Ce n’est pas le Salon de Zurich qui nous a inspiré. Cette manifestation répond à des attentes locales, confirmant la place qui est la sienne. L’ambition de la fondation organisatrice du Salon de Genève, c’est de mettre sur pied un événement international. Les dimensions, la forme et le contenu doivent toutefois évoluer, les marques attendent aujourd’hui autre chose. 

Les organisateurs envisagent – comme ça devait être le cas pour 2020 – une piste indoor pour 2023, dans la halle 7.

Quelle manifestation vous a inspiré alors?

Le Consumer Electronic Show (CES) de Las Vegas est très inspirant, par exemple.
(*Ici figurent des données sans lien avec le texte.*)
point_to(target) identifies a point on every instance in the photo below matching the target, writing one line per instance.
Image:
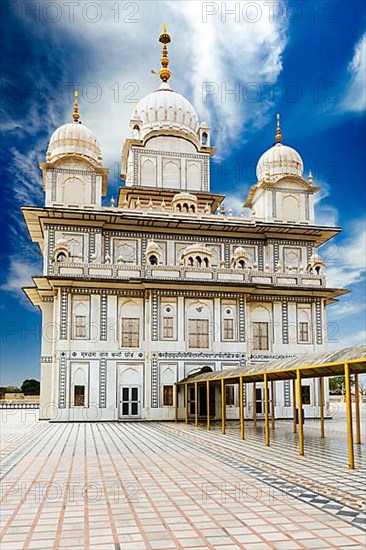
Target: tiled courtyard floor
(169, 486)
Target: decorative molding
(227, 255)
(53, 185)
(241, 319)
(285, 338)
(276, 255)
(103, 316)
(63, 313)
(93, 194)
(201, 355)
(307, 207)
(103, 383)
(261, 257)
(318, 317)
(62, 383)
(154, 383)
(287, 393)
(155, 317)
(91, 249)
(274, 203)
(267, 298)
Les organisateurs ont trouvé une place incontournable, en se positionnant comme le salon de l’innovation. J’ai aussi trouvé très intéressants les retours sur le salon de l’horlogerie de Dubaï, parce qu’ils ont réussi à organiser un événement qui touche aussi bien le client final que les professionnels.

Ce mélange entre clients privés et d’affaires, le GIMS ne l’avait-il pas déjà trouvé avec la halle dédiée aux accessoiristes (halle 7), à l’époque?
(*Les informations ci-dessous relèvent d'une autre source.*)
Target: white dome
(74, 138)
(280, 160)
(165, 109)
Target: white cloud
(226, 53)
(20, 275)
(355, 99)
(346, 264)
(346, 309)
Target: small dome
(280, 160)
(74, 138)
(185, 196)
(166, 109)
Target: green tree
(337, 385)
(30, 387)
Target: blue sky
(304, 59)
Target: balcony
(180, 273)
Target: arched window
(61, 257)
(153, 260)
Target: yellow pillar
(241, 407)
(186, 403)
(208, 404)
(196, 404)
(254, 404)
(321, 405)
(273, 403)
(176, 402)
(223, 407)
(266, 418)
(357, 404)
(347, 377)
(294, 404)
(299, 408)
(Il réfléchit) Je ne pensais pas à cela. On pourrait plutôt se demander si le Salon de Genève devrait être un événement réservé aux médias et dédié aux rencontres entre professionnels. On s’interroge sur la nécessité de maintenir des journées pour le public. Dubaï, dans un autre secteur, a trouvé une réponse qui combinait les deux avec un grand succès.

Le CES réunit des acteurs du monde de l’automobile et de l’électronique. Le GIMS doit-il s’ouvrir aussi à des exposants en dehors de la sphère automobile?
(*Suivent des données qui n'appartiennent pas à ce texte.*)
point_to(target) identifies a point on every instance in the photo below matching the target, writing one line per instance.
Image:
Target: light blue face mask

Oui, très clairement. Le Salon de Genève 2023 sera un événement qui combinera les acteurs traditionnels de l’automobile et ceux de l’écosystème. II faut parvenir à réunir les deux. Le salon de 2023 doit représenter la réalité automobile d’aujourd’hui et de demain.

Le GIMS se dirige-t-il donc vers une formule «CES à la genevoise»?

Non, car le CES a comme épine dorsale l’innovation, de la machine à laver jusqu’à la voiture. Nous, notre focus reste l’automobile, mais en accueillant aussi les nouveaux acteurs de ce secteur.

L’IAA de Munich, qui combinait B2B et B2C, a pu donner une impression de fouillis, avec des surfaces d’expositions de constructeurs qui jouxtaient celles d’accessoiristes. N’est-ce pas plutôt un modèle à éviter?

Je suis admiratif de l’IAA, car les organisateurs ont osé changer de positionnement. Cela demande beaucoup de courage. Je pense cependant qu’il faut faire attention à maintenir une consistance au sein de l’événement. Faire un salon dédié à la mobilité, comme l’a fait l’IAA, ne répond pas vraiment à la question du lien entre les différents acteurs. Il est important d’avoir un mélange cohérent et qui raconte une histoire aux visiteurs professionnels comme au grand public.

Vous souteniez que le Salon de Genève doit rester centré sur l’automobile. Avez-vous conservé ce cap?

Oui, mais cela ne signifie pas que nous ne verrons que des automobiles. Je ne pense pas aux trottinettes ou aux vélos électriques, mais plutôt aux technologies nouvelles et innovantes.

L’IAA de Munich a été soutenu par les constructeurs allemands, le Mondial de Paris sera porté par Stellantis. La «neutralité» de Genève, souvent vantée comme l’un de ses points forts, n’est-elle pas aujourd’hui un désavantage?

C’est une très bonne question. Je pense que cette neutralité est toujours une force, mais il est vrai que le Mondial de Paris et l’IAA reçoivent le soutien initial des acteurs locaux de l’économie. Nous, nous démarrons de zéro, sans soutien particulier; nous n’avons aucune garantie de participation. Mais le fait que nous traitions de la même façon un constructeur chinois ou une marque française, cela reste un gros avantage.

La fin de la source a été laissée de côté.